Each PP-1 isoform is present in isolated nuclei. Immunoblots of Manca whole cell lysates, of isolated nuclei, and of the released cytoplasmic fraction are shown. All lanes were loaded on the basis of cell equivalence. The presence of each PP-1 isoform both in nuclei and cytoplasm is demonstrated by immunoblots probed for PP-1 α, γ1, and δ, respectively. Samples were also exposed to antitubulin antibodies to show the purity of isolated nuclei, and to CENP-A antiserum to show the purity of the cytoplasmic fractions.

Figure 5

Nuclear extraction demonstrates that the different PP-1 isoforms localize to distinct nuclear compartments. HeLa cells were fixed and prepared for immunofluorescence microscopy either (A) after permeabilization with Triton X-100, (B) permeabilization followed by RNA digestion, or (C) permeabilization followed by chromatin extraction through treatment with DNase I and then 0.25 M ammonium sulfate. PP-1 α, γ1, and δ are all present in nuclei after permeabilization. PP-1 γ1 is sensitive to RNA extraction, PP-1 δ is extracted with chromatin, and PP-1 α resists extraction through association with the nuclear matrix. Propidium iodide counterstain reveals both the extraction of nucleolar RNA by RNase treatment and the extraction of chromatin by the combination of DNase I and salt. Bar, 10 μm.

Figure 6

PP-1 isoforms distribute to different compartments in mitotic HeLa cells as assayed in immunoblots. PP-1 γ1, but not PP-1 α or δ, is enriched in microtubule fractions after cell lysis (A). Residual pellets from cells treated with taxol contain assembled microtubules, but pellets from cells treated with 1.0 μg/ml nocodazole (Noc.) are devoid of microtubules.
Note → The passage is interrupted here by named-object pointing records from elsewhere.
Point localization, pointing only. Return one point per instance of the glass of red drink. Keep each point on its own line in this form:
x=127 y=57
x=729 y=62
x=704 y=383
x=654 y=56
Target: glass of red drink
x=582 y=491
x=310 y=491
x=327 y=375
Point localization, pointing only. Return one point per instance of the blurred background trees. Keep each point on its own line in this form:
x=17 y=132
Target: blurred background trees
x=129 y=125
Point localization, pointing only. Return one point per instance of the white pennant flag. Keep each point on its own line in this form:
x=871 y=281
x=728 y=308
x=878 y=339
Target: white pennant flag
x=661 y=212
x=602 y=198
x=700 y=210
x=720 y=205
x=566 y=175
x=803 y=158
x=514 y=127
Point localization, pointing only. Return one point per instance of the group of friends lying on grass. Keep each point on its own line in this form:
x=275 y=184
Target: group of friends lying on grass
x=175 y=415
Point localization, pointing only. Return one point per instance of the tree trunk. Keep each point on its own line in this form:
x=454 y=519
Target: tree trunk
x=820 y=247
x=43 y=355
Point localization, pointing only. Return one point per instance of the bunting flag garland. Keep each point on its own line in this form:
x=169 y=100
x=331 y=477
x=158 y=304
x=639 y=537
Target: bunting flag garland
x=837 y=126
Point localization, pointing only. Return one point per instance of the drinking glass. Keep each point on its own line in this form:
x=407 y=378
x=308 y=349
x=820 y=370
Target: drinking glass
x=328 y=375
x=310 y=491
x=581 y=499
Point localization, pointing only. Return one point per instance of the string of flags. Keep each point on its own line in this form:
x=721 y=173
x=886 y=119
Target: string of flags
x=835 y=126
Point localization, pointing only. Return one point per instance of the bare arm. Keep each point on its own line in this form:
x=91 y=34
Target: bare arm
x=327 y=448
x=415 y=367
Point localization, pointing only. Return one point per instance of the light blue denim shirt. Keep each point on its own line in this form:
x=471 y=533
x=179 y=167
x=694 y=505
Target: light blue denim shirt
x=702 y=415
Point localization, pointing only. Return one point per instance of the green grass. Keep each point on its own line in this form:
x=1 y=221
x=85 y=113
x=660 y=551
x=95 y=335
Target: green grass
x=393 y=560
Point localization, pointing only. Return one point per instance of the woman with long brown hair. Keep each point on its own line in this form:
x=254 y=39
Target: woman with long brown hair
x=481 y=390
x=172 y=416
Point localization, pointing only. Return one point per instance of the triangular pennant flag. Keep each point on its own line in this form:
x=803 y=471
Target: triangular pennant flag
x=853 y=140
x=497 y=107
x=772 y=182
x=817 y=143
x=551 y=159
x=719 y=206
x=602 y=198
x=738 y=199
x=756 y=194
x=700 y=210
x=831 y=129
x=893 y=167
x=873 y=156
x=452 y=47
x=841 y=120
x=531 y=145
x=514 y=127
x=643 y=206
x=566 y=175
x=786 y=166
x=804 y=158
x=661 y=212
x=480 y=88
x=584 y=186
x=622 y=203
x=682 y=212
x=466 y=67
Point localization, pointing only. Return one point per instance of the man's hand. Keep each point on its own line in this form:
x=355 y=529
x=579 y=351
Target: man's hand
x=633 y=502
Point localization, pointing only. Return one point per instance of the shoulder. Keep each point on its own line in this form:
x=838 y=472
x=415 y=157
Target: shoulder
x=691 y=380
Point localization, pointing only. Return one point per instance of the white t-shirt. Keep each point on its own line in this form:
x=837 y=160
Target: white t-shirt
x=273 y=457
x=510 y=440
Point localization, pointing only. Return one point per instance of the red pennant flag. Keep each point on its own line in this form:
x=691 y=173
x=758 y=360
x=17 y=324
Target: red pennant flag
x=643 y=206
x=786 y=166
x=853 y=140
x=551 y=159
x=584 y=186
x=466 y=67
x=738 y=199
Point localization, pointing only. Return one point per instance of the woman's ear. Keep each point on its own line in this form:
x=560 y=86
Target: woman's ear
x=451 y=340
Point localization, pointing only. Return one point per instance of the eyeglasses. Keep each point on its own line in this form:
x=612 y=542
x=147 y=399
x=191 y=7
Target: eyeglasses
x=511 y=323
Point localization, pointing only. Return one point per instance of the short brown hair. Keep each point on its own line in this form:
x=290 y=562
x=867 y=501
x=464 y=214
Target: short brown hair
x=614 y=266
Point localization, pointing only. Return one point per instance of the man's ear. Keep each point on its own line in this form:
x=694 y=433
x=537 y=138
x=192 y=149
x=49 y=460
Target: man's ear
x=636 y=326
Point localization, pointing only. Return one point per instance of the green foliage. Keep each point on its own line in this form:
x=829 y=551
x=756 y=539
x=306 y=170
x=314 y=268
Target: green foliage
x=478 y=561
PP-1 γ1 is preferentially associated with the residual cell pellet that contains microtubules after treatment with taxol. Whole cell lysates and residual cell pellets from cells treated with either taxol or nocodazole and loaded on the basis of equal cell number are shown. PP-1 δ is associated with chromosomes, as determined by release from the residual cell pellet after digestion with DNase I (B). Mitotic cells were collected by selective detachment, permeabilized, and incubated in digestion buffer either with (+) or without (−) DNase I, and supernatants (Sup.) were loaded onto gels. The residual cell pellet after lysis, loaded on the basis of equal cell number, is shown for reference. The majority of PP-1 δ is present in the cell supernatant from nocodazole-treated cells (see Fig. 6 A). Therefore, the blot of PP-1 δ shown here was exposed extensively to bring out the pellet fraction to examine its extractability by digestion with DNase I.